Indian actions have carried serious ramifications for the region with the danger of the conflict turning into a wider conflagration. By removing the so-called instrument of accession, India has further complicated the Kashmir dispute. It is now back to its pre-1948 situation, and the Indian-administered territory has been under a virtual state of lockdown for the past year.
Despite their heavy presence, Indian forces have not been able to control the situation. Scores of Kashmiris have been killed as the insurgency has spread.  Reports of rampant human rights violations by Indian security forces have drawn criticism from the international community.
Meanwhile, clashes along the LoC have intensified with mounting casualties on both sides.  While India accused Pakistan of sending infiltrators into Delhi-administered Kashmir, Pakistan claimed to have shot down several spy drones inside its territory.
The latest standoff between Indian and Chinese forces in strategically located Ladakh region also had an impact on relations between New Delhi and Islamabad.   Recently declared a federal territory by Indian authorities separating it from the disputed state of Kashmir, Ladakh lies at the confluence of three nuclear states: India, China and Pakistan.
It is the area where physical military collusion among these countries can take place, which makes it a potential flashpoint. Pakistani officials see the latest escalation in Ladakh as part of an Indian move to divert international attention away from the Kashmir issue.
Pakistan’s Foreign Minister Shah Mahmood Qureshi said that India was plotting an attack on Pakistan to divert attention from the recent clash between India and China that killed at least 20 Indian soldiers.  He said that India, after being beaten and "embarrassed” by China in the Himalayan incident, was trying to "find excuses for a false flag operation" against Pakistan.  He warned that Pakistan would respond with full force if India embarked on any "misadventure.”

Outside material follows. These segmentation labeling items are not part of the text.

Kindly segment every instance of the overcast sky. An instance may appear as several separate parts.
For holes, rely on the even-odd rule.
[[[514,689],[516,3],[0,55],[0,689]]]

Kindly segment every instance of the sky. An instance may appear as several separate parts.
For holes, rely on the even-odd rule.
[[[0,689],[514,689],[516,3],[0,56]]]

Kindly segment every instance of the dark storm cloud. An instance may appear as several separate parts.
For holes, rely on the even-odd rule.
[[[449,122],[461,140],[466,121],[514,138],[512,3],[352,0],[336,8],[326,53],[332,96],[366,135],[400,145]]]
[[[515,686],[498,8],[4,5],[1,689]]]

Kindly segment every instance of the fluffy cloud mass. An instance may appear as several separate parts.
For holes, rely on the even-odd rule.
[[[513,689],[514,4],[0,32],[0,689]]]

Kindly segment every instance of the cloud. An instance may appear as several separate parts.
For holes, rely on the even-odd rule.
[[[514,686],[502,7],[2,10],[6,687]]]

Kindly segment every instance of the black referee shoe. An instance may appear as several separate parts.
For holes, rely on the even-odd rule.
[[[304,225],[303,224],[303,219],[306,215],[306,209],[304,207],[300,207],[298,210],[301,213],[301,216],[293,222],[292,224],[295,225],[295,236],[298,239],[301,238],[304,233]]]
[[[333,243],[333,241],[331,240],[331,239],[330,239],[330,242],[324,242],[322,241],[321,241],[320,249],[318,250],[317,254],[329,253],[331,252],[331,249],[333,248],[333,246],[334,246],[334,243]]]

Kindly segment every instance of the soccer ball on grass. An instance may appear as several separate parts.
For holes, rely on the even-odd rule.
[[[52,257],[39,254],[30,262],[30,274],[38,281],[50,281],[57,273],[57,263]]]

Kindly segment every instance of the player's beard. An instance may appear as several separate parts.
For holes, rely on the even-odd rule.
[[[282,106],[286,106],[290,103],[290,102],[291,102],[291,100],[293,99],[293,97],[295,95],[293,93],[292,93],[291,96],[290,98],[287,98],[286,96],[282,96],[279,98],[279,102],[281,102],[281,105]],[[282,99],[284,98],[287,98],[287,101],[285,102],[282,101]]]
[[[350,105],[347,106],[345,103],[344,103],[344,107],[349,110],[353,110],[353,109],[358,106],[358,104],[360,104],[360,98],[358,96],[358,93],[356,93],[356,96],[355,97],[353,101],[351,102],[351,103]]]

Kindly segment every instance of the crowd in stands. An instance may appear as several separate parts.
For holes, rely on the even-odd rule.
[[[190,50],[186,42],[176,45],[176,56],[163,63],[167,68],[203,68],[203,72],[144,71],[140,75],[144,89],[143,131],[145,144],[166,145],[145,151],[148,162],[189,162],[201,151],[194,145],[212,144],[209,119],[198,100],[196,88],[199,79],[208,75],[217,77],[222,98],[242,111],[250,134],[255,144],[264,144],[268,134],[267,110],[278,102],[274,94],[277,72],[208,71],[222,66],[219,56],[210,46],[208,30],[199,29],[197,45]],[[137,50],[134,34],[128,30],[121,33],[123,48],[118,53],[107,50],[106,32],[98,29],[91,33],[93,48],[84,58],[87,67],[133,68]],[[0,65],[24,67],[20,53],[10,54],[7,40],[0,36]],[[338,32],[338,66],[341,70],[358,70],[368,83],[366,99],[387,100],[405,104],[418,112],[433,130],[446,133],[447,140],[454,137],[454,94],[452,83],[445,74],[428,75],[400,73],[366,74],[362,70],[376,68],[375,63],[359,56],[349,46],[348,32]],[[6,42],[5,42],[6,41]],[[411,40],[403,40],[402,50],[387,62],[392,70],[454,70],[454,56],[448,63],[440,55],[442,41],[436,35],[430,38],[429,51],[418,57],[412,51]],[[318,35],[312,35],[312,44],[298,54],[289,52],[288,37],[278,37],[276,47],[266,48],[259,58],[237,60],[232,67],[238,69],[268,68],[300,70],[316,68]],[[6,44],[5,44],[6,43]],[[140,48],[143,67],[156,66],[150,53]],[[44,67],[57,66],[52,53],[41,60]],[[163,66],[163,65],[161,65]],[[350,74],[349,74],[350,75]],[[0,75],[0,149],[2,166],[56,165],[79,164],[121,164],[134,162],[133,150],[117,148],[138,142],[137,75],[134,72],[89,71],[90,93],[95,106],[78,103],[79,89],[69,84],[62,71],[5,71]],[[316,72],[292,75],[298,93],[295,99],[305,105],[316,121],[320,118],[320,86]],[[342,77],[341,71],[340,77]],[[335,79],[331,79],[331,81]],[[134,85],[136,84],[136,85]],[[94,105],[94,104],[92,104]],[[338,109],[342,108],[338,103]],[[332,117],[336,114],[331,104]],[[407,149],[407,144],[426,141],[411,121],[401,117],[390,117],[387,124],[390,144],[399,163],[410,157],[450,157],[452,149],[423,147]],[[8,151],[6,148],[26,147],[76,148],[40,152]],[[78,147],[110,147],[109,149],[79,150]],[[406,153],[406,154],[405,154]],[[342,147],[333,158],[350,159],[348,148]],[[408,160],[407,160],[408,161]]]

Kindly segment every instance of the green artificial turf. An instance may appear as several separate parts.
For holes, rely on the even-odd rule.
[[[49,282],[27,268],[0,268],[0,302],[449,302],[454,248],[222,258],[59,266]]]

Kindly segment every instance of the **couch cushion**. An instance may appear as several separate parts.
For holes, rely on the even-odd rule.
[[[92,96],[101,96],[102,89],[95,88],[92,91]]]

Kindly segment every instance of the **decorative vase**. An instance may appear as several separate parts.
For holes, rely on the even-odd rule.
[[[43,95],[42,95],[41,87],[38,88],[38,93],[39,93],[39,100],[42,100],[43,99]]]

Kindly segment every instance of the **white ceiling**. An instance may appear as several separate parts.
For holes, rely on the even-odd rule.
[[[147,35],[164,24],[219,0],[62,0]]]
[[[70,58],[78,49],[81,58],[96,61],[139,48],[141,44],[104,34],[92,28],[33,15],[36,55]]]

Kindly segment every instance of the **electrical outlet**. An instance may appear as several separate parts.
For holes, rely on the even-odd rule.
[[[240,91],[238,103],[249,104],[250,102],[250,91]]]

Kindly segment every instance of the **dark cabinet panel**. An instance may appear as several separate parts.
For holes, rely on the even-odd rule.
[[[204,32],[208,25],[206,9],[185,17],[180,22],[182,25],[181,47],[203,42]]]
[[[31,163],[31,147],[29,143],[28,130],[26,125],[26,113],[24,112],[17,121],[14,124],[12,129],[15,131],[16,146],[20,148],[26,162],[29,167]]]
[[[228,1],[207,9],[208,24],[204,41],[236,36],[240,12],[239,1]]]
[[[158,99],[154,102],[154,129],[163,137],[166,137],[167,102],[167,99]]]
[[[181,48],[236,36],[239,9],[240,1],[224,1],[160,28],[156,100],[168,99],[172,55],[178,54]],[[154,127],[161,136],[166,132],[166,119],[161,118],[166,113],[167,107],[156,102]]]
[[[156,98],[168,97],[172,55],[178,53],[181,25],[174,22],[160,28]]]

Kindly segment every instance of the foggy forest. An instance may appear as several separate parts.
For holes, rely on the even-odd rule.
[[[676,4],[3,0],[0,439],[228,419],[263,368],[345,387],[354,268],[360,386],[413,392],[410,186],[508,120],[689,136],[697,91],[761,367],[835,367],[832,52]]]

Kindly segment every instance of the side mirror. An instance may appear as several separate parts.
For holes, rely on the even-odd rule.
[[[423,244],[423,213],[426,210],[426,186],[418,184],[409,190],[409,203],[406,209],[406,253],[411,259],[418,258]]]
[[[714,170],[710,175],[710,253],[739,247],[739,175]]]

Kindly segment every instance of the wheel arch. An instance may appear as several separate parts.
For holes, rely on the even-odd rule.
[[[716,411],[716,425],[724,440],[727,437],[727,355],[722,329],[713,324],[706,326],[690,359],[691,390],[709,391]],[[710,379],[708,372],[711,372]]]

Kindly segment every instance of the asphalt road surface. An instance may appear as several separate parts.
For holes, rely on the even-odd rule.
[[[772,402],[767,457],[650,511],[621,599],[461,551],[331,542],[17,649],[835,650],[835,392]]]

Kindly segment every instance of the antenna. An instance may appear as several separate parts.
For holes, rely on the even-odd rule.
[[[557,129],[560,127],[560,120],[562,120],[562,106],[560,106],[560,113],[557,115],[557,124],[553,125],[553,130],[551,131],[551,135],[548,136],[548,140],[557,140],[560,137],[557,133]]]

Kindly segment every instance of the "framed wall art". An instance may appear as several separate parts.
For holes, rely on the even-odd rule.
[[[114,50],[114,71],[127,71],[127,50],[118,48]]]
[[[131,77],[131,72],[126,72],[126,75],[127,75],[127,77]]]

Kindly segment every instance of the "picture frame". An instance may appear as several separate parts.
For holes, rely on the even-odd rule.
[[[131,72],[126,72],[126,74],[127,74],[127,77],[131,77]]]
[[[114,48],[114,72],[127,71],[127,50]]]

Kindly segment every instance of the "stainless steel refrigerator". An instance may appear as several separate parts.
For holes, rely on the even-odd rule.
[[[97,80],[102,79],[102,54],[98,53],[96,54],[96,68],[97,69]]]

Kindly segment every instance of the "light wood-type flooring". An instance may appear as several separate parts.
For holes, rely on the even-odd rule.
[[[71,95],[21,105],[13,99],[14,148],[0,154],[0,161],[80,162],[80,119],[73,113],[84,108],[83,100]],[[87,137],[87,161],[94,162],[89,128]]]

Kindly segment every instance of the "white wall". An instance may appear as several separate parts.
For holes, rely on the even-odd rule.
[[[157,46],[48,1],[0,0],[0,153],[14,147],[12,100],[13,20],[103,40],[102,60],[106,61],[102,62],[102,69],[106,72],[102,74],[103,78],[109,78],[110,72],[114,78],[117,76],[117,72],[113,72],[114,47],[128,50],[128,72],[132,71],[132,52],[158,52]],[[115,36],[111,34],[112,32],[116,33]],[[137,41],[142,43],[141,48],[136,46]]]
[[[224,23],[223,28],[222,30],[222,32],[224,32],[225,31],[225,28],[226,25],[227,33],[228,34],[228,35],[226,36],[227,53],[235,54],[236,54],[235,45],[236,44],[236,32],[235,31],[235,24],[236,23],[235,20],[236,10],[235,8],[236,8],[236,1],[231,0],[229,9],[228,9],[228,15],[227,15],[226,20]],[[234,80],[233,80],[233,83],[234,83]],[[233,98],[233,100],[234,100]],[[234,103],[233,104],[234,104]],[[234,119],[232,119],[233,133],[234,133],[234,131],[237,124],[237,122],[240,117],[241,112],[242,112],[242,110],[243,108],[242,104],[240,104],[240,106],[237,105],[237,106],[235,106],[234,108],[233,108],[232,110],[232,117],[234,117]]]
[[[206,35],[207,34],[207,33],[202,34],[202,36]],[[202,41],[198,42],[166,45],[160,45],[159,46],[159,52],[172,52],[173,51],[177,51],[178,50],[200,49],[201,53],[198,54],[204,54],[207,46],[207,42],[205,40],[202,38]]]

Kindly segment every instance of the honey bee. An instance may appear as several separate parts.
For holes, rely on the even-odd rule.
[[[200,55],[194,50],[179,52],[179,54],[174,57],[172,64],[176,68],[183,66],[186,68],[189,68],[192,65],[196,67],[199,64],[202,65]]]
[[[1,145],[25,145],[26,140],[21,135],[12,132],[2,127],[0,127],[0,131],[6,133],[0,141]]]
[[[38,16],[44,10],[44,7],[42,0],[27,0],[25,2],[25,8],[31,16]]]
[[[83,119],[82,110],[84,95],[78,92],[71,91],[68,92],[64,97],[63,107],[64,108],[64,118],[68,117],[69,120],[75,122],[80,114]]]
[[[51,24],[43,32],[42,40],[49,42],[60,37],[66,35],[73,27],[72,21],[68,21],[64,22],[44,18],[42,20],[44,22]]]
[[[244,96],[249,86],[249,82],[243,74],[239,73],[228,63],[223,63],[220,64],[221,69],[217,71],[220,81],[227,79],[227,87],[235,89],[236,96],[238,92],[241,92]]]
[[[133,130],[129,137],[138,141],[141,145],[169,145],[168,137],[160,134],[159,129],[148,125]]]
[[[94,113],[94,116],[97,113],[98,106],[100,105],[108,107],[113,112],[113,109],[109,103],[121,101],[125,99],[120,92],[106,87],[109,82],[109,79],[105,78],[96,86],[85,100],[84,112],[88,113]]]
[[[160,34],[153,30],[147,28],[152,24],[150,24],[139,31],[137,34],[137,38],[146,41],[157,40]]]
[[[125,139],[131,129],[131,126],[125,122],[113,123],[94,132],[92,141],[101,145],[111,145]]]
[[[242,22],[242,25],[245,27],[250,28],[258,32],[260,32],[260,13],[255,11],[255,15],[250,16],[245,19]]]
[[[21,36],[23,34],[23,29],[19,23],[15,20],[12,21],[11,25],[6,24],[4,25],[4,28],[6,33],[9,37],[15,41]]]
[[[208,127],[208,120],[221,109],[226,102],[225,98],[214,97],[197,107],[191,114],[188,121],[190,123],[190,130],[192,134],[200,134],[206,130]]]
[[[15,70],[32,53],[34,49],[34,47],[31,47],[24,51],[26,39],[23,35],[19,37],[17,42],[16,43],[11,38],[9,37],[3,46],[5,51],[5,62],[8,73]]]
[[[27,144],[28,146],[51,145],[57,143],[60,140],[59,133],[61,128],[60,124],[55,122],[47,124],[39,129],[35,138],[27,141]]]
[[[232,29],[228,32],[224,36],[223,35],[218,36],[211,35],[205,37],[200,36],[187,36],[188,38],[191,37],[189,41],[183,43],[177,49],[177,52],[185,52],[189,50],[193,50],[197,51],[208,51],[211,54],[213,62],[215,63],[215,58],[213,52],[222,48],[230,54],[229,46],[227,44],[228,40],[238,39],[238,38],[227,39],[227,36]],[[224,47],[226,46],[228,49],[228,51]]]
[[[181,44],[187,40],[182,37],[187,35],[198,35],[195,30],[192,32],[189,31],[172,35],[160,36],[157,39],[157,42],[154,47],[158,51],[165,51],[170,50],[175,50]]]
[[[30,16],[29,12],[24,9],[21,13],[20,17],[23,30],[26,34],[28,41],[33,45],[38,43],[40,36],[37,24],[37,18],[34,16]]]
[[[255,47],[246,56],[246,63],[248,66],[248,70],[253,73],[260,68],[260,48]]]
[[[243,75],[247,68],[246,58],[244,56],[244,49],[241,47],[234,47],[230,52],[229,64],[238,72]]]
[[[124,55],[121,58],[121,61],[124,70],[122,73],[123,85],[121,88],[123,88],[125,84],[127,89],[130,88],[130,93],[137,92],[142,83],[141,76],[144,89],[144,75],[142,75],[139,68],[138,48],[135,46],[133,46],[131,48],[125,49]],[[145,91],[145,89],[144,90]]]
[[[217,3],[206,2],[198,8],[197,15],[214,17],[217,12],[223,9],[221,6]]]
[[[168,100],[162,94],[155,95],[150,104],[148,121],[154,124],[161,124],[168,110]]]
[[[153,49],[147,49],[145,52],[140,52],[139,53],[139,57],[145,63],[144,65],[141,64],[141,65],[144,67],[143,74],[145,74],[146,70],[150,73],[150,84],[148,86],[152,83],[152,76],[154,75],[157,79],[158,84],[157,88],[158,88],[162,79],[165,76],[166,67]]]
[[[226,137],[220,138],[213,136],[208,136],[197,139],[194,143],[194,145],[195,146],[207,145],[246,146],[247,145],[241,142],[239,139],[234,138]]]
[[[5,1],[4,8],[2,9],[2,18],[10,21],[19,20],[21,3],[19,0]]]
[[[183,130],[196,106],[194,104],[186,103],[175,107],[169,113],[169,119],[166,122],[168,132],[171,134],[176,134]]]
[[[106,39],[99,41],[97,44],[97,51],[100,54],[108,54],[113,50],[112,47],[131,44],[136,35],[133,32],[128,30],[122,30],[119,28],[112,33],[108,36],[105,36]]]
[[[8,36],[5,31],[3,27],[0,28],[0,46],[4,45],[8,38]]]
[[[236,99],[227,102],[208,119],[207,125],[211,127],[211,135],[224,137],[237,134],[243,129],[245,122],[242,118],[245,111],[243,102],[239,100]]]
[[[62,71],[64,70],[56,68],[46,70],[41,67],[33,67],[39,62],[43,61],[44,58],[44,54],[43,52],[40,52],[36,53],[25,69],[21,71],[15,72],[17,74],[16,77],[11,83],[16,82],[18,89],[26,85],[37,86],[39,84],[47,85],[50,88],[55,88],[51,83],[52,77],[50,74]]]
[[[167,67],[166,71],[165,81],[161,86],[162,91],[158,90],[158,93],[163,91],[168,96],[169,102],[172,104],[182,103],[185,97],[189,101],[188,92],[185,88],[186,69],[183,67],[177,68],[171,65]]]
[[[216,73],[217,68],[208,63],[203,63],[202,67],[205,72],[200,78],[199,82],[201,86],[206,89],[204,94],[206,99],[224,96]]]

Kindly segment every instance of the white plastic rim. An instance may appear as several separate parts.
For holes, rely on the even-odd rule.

And so it is, that the perpetually tense ties between these nuclear-armed South Asian nations have gone from one low to another without showing any signs of recovery.
– Zahid Hussain is an award-winning journalist and author. He is a former scholar at Woodrow Wilson International Centre for Scholar, USA, and a visiting fellow at Wolfson College, University of Cambridge, and at the Stimson Center in Washington DC. He is author of Frontline Pakistan: The struggle with militant Islam (Columbia university press) and The Scorpion’s tail: The relentless rise of Islamic militants in Pakistan (Simon and Schuster, NY). Frontline Pakistan was the book of the year (2007) by the WSJ.